Complexe stoffen omvatten atomen verschillende types en kan bij ontleding twee (of meer) verbindingen vormen. Wanneer water bijvoorbeeld splitst, vormt het zuurstof en waterstof. Niet elke verbinding kan echter worden opgesplitst in eenvoudige stoffen. IJzersulfide, gevormd door zwavel- en ijzeratomen, kan bijvoorbeeld niet worden afgebroken. In dit geval wordt het omgekeerde reactieprincipe gebruikt om te bewijzen dat de verbinding complex is en ongelijksoortige atomen bevat. Met andere woorden: ijzersulfide wordt verkregen met behulp van de uitgangscomponenten.

Elementen zijn vormen van chemische elementen die in vrije vorm bestaan. Tegenwoordig kent de wetenschap meer dan vierhonderd soorten van deze elementen.

In tegenstelling tot complexe stoffen kunnen eenvoudige stoffen niet uit andere eenvoudige stoffen worden verkregen. Ze kunnen ook niet worden ontleed in andere verbindingen.

Alle allotrope modificaties hebben de eigenschap in elkaar te transformeren. Verschillende soorten eenvoudige stoffen gevormd door één chemisch element kunnen verschillende en hebben verschillende niveaus chemische activiteit. Zuurstof vertoont bijvoorbeeld minder activiteit dan ozon en het smeltpunt van bijvoorbeeld fullereen ligt lager dan dat van diamant.

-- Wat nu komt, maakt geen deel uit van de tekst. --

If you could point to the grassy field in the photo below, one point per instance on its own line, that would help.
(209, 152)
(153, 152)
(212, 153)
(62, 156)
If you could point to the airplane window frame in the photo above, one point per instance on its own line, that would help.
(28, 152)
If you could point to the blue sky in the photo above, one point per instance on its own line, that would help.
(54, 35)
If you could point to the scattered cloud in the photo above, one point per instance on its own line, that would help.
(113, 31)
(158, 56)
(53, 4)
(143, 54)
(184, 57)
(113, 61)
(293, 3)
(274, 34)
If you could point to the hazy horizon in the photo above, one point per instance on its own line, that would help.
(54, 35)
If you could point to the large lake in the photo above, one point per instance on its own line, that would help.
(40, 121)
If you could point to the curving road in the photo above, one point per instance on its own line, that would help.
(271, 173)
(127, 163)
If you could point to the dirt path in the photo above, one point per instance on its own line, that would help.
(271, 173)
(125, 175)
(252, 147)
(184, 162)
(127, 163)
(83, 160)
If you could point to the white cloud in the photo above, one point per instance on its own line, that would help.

Onder normale omstandigheden zullen voor elf elementen de eenvoudige stoffen gassen zijn (Ar, Xe, Rn, N, H, Ne, O, F, Kr, Cl, He,), voor twee vloeistoffen (Br, Hg), en voor andere elementen - vaste stoffen.

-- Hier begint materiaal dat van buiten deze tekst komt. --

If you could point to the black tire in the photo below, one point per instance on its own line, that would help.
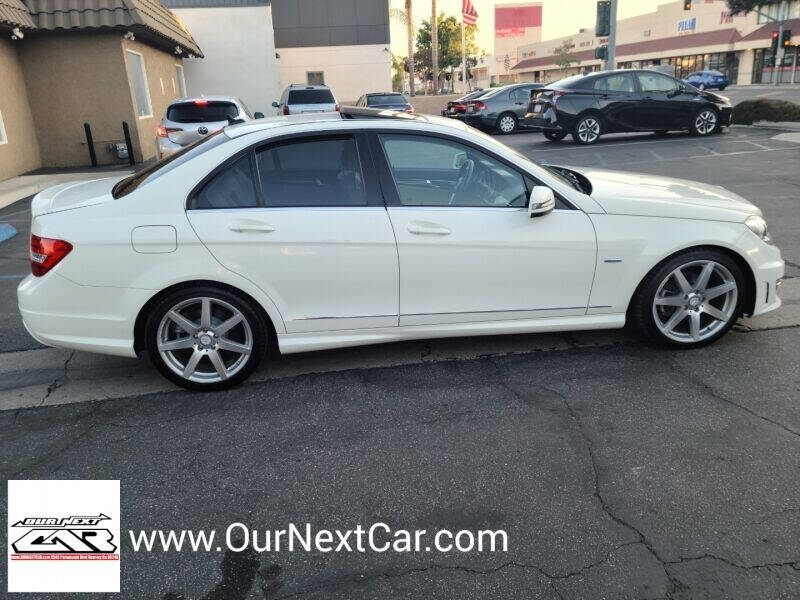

Bij temperaturen dichtbij kamertemperatuur zullen de vijf metalen een vloeibare of halfvloeibare toestand aannemen. Dit komt door het feit dat hun smeltpunt vrijwel gelijk is: kwik en rubidium smelten bij 39 graden, francium bij 27 graden, cesium bij 28 graden en gallium bij 30 graden.

Opgemerkt moet worden dat de begrippen “chemisch element”, “atoom”, “eenvoudige substantie” niet met elkaar verward mogen worden. Een atoom heeft bijvoorbeeld een bepaalde, specifieke betekenis en bestaat echt. De definitie van “chemisch element” is over het algemeen abstract en collectief. In de natuur zijn elementen aanwezig in de vorm van vrije of chemisch gebonden atomen. Tegelijkertijd hebben de kenmerken van eenvoudige stoffen (verzamelingen van deeltjes) en chemische elementen (geïsoleerde atomen van een bepaald type) hun eigen kenmerken.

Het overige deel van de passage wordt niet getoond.